Now on a piece of paper, draw 1 million nodes and make a fully connected graph. You can use a computer if you want. What shape does it have? You can't tell, because all the lines are in the way? Alright, well what if we make 5 clusters, and represent them as nodes, and since it's a fully connecte graph, you can just connect those 5 nodes fully. It has a recognizable shape again! Nice :) There is the tiny little caveat that you now have a cluster of nodes represented as one node, but what could go wrong?
More layers of indirection, that could go wrong. The more concrete stuff you have, the more you need to abstract away in order to maintain a high level overview, but the tradeoff is that while it is high level, it is less concrete (more abstract).
> Step 5: Bake for 10 minutes, cool for 5, enjoy!
yet even the initial implementation gets things wrong.
"I'd note that the recipe used in the post doesn't include a list of ingredients."
Yup. Also missing are preconditions, assumptions, defensive programming. Maybe forgivable omissions from a blog entry. But those "ingredient" steps are what allow the "recipe" to be simple.

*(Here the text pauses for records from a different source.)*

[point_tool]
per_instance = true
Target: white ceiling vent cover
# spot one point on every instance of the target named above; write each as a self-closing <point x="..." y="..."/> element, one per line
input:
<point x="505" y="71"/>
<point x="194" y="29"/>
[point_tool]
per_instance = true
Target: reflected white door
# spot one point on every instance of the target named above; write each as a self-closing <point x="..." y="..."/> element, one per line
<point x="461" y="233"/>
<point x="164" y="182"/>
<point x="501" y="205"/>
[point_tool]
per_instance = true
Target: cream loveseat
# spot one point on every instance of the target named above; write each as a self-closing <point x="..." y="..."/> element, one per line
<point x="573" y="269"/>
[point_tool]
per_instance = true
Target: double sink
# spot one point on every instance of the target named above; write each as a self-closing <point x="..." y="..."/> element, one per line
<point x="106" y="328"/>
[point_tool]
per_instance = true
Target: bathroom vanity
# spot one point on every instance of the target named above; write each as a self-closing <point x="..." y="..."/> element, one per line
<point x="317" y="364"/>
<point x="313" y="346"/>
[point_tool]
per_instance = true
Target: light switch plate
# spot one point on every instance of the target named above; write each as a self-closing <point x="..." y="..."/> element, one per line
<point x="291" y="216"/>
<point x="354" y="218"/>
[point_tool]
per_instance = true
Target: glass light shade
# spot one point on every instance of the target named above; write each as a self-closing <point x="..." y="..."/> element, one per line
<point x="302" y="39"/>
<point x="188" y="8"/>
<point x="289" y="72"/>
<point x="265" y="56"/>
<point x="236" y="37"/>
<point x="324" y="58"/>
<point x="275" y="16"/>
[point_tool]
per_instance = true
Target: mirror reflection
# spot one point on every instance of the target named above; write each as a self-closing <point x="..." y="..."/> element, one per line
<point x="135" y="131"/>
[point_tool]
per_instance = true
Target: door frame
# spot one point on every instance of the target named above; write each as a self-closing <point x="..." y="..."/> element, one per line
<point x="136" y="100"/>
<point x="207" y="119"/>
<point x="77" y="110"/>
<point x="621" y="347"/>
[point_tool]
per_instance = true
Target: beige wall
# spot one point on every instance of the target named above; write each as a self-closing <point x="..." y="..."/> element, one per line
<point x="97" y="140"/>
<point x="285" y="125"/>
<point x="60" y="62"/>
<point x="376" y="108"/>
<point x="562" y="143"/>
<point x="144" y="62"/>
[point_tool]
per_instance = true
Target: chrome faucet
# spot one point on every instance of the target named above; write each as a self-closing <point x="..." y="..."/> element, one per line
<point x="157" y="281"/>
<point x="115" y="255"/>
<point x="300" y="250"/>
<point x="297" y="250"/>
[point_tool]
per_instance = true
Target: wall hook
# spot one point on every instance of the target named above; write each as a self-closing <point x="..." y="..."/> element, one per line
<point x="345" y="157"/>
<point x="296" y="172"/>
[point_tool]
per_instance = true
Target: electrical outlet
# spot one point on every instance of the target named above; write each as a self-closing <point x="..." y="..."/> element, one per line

"decouple your ingredient prep from your cooking algorithm."
This is The Correct Answer[tm].
But I don't see anyone explaining why: It makes the code testable, directly.
Stated another way:
Decouple all the async, blocking, I/O stuff from the business logic. And do not interleave those tasks.
How you know you're doing it wrong:
Any and all use of mocking, dependency injection, inversion of control is wrong. Therefore, the presence of Spring and Mockito (and their knockoffs) is strong evidence you're doing things wrong.
My professional cookery text book  doesn't write recipes like that. It starts each recipe with 'mise en place' . It also requires that you are familiar with the previously described general process for recipes of the type.
It's a shame that most people are only familiar with the trash that comprises the bulk of cookery books.
Sorry, rant over.
 Professional Cookery: The Process Approach, Daniel R. Stevenson, https://www.amazon.com/dp/0091583314
Representing a simple recipe as a process may work, but try modeling an increasingly complex system (say your simple local football players tracking system, to something more extreme like a payroll system or an aircraft traffic control system) in such a way.
It has been tried before with limited success during the decade of structured analysis and dataflow diagrams.
Isn’t such an approach suited to simple transformational problems only?
It reminded me of how FP is applied to a program where the instructions and intent of the developer are encoded to configure the system (recipe) and then the execute function is called. E.g. the onion concept.
Far from being an expert on the topic but was happy about recognizing the pattern.
To the article I would like to add that services can be designed as cooks so each and everyone has a purpose and a separation of concern.
My recipes are vague inspirations at best. Cooking is done by listening, smelling, tasting and looking, not reading a set of instuctions. Not sure how that transcribes to coding.
When making dinner for your family, sure. When needing to turn out 1000s of identical cookies day after day and you don't even know who will actually be making the cookies next week, not so much.
But ya, none of those solutions seem great
One of the best programming books I read was UML Distilled (which introduced the idea of some pattern beside teaching UML) and Design Patterns (Shalloway, Trott).
The moment I started reading this post I thought “that’s a strategy pattern use case”. And that’s the conclusion.
A lot of people fret upon reinventing the wheel (use library instead!) but then they do so very often with the software design where a lot of problems are not only well researched but also peer reviewed and properly described with consequences that come with them.
If you enjoyed this article I would recommend picking up book on design patterns (any popular will do) as there are many more prefabricated solutions to choose from.